Tja, liebe Luisa N. - was hast Du denn da offensichtlich nicht verstanden?

https://www.youtube.com/watch?v=NoB36JFN0WQ

Dagegen sind meine drei Furzkanonen zuhause gradezu "klimaneutral" - zumal die Menge Wild, die u.a. auch mit deren Hilfe, übers Jahr erlegt wird, nicht nur Methan-speiende Wiederkäuer und Borstentiere "entnimmt" sondern dadurch auch das Wachstum des "Klimawaldes" begünstigt.
Zum diesem Thema auch mal ein netter Buchauszug.

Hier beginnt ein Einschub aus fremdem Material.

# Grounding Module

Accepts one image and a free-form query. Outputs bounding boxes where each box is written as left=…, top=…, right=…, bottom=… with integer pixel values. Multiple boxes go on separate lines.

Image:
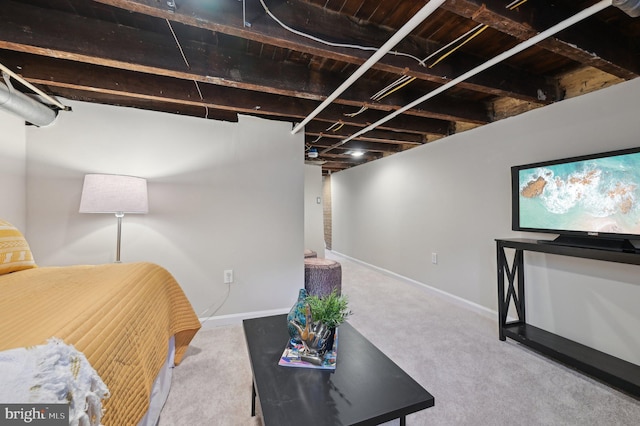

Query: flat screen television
left=511, top=147, right=640, bottom=252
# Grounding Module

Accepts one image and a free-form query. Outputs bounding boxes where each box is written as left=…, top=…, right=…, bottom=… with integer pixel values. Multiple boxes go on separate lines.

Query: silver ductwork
left=613, top=0, right=640, bottom=18
left=0, top=78, right=58, bottom=127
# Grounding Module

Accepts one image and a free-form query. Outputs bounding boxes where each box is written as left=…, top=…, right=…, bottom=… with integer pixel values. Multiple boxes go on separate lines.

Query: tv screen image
left=512, top=148, right=640, bottom=250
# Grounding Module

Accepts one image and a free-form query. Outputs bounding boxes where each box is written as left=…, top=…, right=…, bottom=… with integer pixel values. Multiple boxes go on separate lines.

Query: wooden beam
left=96, top=0, right=556, bottom=102
left=0, top=49, right=464, bottom=135
left=0, top=1, right=488, bottom=122
left=442, top=0, right=640, bottom=80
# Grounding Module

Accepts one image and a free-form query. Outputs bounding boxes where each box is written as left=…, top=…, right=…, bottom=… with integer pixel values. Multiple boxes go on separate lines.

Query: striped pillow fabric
left=0, top=219, right=37, bottom=275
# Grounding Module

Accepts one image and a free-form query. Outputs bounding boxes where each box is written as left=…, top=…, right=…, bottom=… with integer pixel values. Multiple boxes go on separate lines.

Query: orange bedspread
left=0, top=263, right=200, bottom=426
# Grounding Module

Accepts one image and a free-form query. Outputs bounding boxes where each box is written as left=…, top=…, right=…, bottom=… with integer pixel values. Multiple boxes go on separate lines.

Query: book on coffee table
left=278, top=330, right=338, bottom=370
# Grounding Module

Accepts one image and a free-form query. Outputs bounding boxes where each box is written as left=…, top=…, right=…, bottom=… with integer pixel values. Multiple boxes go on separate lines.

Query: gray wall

https://www.cicero.de/kultur/friday...Ry1WWiMLlWtyeb-M1GvT70kdN5xHYBsvXd8jXKZA6Wnrw

Im Übrigen ist es doch recht erstaunlich, wer sich in "der Führung" der FfF Bewegung alles so rumtreibt. Wer hätte z.B. gedacht das "die deutsche Greta" und als weitere Führungskraft ihre Cousine zur Familie einer ehemaligen Hamburger Zigaretten-Dynasthie gehören und mehrere Stiftungen usw. "ihr eigen" nennen.